Oleh M. Reynaldhy Kegart
Pada
zaman sekarang musik hampir diputar di setiap tempat, seperti di cafe,
restoran, mall baik sebagai sarana hiburan atau untuk menarik perhatian. Hal
ini menjadikan industri musik menjadi industri yang cukup menjanjikan, sehingga
akan memacu para pencipta lagu untuk terus berkreativitas dan berkarya
mengeluarkan single atau album baru.
Namun
disayangkan begitu banyaknya kasus pelanggaran hak cipta dalam industri musik yang
terjadi di Indonesia, seperti plagiat dan pembajakan yang tentu saja sangat
merugikan para pencipta lagu. Salah satu contohnya seperti Lagu berjudul Akad
dari band Payung Teduh. Seiring dengan keterkenalannya, sejumlah orang
menyanyikan ulang (meng-cover) lagu
tersebut. Namun, ternyata sejumlah pihak telah melakukan pelanggaran atas hak
cipta lagu itu, karena cover version yang
dibuat bertujuan komersial atau dengan kata lain menjual rekaman nyanyian ulang
mereka atas lagu tersebut tanpa seizin dari pihak Payung Teduh dan pihak Payung
Teduh merasa keberatan atas hal tersebut.
Istilah
hak cipta itu sendiri diusulkan pertama kalinya oleh Prof. St. Moh. Syah, S.H.
pada Kongres Kebudayaan di Bandung tahun 1951 (yang kemudian diterima oleh
Kongres tersebut) sebagai pengganti istilah hak pengarang yang dianggap kurang
luas cakupan pengertiannya. Istilah hak pengarang tersebut merupaan terjemahan
dari istilah bahasa Belanda Auteurs Recht.
Menurut
Pasal 1 angka 1 UU No 28 Tahun 2014 tentang Hak Cipta, Hak Cipta adalah hak
eksklusif pencipta yang timbul secara otomatis berdasarkan prinsip deklaratif
setelah suatu ciptaan diwujudkan dalam bentuk nyata tanpa mengurangi pembatasan
sesuai dengan ketentuan peraturan perundang-undangan.
Dalam
Pejelasan Pasal 4 UUHC, Hak ekslusif adalah hak yang semata-mata diperuntukan
bagi pemegangnya sehingga tidak ada pihak lain yang boleh memfaatkan hak
tersebut tanpa seizin pemegangnya. Hak ekslusif terdiri dari hak moral dan hak
ekonomi .
Berdasarkan
Pasal 8 UUHC jo Pasal 9 UUHC Hak ekonomi merupakan hak eksklusif Pencipta atau
Pemegang Hak Cipta untuk mendapatkan manfaat ekonomi atas Ciptaan. Diantaranya:
a.
penerbitan Ciptaan;
b.
Penggandaan Ciptaan dalam segala bentuknya;
c.
penerjemahan Ciptaan;
d.
pengadaptasian, pengaransemenan, atau pentransformasian Ciptaan;
e.
Pendistribusian Ciptaan atau salinannya;
f.
pertunjukan Ciptaan;
g.
Pengumuman Ciptaan;
h.
Komunikasi Ciptaan; dan
i.
penyewaan Ciptaan.
Cover version
merupakan hasil reproduksi atau membawakan ulang sebuah lagu yang sebelumnya
pernah direkam dan dibawakan penyanyi/artis lain dengan cara yang berbeda. Jika
dikaitkan dengan unsur-unsur hak ekonomi dalam Pasal 9, tindakan meng-cover ini termasuk dalam kualifikasi pengadaptasian,
pengaransemenan, dan pentransformasian ciptaan, seperti pada Pasal 9 huruf d.
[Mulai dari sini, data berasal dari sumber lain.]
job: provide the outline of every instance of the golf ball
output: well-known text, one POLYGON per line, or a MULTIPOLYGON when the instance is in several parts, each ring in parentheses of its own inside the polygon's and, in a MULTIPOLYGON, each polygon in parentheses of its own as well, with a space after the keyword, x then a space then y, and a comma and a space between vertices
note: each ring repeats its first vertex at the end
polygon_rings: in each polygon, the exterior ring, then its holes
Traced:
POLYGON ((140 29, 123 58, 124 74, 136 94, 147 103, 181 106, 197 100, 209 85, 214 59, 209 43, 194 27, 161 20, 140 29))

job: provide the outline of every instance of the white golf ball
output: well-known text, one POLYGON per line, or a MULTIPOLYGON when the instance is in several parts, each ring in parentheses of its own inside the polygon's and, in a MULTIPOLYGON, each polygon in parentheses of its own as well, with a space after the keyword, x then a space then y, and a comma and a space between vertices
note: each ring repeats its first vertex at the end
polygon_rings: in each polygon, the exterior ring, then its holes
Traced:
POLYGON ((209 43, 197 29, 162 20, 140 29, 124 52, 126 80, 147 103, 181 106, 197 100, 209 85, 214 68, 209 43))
Oleh karena itu, lagu-lagu cover yang
diciptakan, apalagi untuk tujuan komersial, pencantuman nama penyanyi asli
dan/atau pencipta lagu saja pada karya cover
tentu tidak cukup untuk menghindari tuntutan hukum pemegang hak cipta. Apabila
ingin menikmati hak ekonomi atas suatu ciptaan orang lain agar tidak melanggar
hak cipta, maka perlu memperoleh izin (lisensi) dari pencipta/pemegang hak
cipta.
Menurut
Pasal 1 angka 20 UU 28 Tahun 2014, Lisensi adalah izin tertulis yang diberikan
oleh Pemegang Hak Cipta atau Pemilik Hak Terkait kepada pihak lain untuk
melaksanakan hak ekonomi atas Ciptaannya atau produk Hak Terkait dengan syarat
tertentu.
Jika
terjadi pelanggaran atas hak ekonomi, orang yang melanggar Pasal 9 UUHC diancam
pidana sebagaimana diatur dalam Pasal 113 UUHC:
(1)
Setiap Orang yang dengan tanpa hak melakukan pelanggaran hak ekonomi
sebagaimana dimaksud dalam Pasal 9 ayat (1) huruf i untuk Penggunaan Secara
Komersial dipidana dengan pidana penjara paling lama 1 (satu) tahun dan/atau
pidana denda paling banyak Rp100.000.000 (seratus juta rupiah).
(2)
Setiap Orang yang dengan tanpa hak dan/atau tanpa izin Pencipta atau pemegang
Hak Cipta melakukan pelanggaran hak ekonomi Pencipta sebagaimana dimaksud dalam
Pasal 9 ayat (1) huruf c, huruf d, huruf f, dan/atau huruf h untuk Penggunaan
Secara Komersial dipidana dengan pidana penjara paling lama 3 (tiga) tahun
dan/atau pidana denda paling banyak Rp500.000.000,00 (lima ratus juta rupiah).
(3)
Setiap Orang yang dengan tanpa hak dan/atau tanpa izin Pencipta atau pemegang
Hak Cipta melakukan pelanggaran hak ekonomi Pencipta sebagaimana dimaksud dalam
Pasal 9 ayat (1) huruf a, huruf b, huruf e, dan/atau huruf g untuk Penggunaan
Secara Komersial dipidana dengan pidana penjara paling lama 4 (empat) tahun
dan/atau pidana denda paling banyak Rp1.000.000.000,00 (satu miliar rupiah).
Dengan
demikian, setiap orang yang meng-cover lagu
orang lain tanpa seizin Pencipta atau Pemegang Hak Cipta dengan tujuan
komersial diancam dengan pidana penjara paling lama 3 (tiga) tahun dan/atau
pidana denda paling banyak Rp500.000.000,00 (lima ratus juta rupiah).
Namun,
pihak yang meng-cover ini masih bisa
bernafas lega karena menurut Pasal 120 UUHC tindak pidana sebagaimana dimaksud
dalam Undang-Undang ini merupakan delik aduan. Jadi, ketika Pencipta atau
Pemegang Hak Cipta tidak melakukan aduan terhadap kasus pelanggaran Hak Cipta
yang terkualifikasi tindak pidana ke pada pihak yang berwajib, maka kasus
tersebut tidak bisa di proses menurut hukum.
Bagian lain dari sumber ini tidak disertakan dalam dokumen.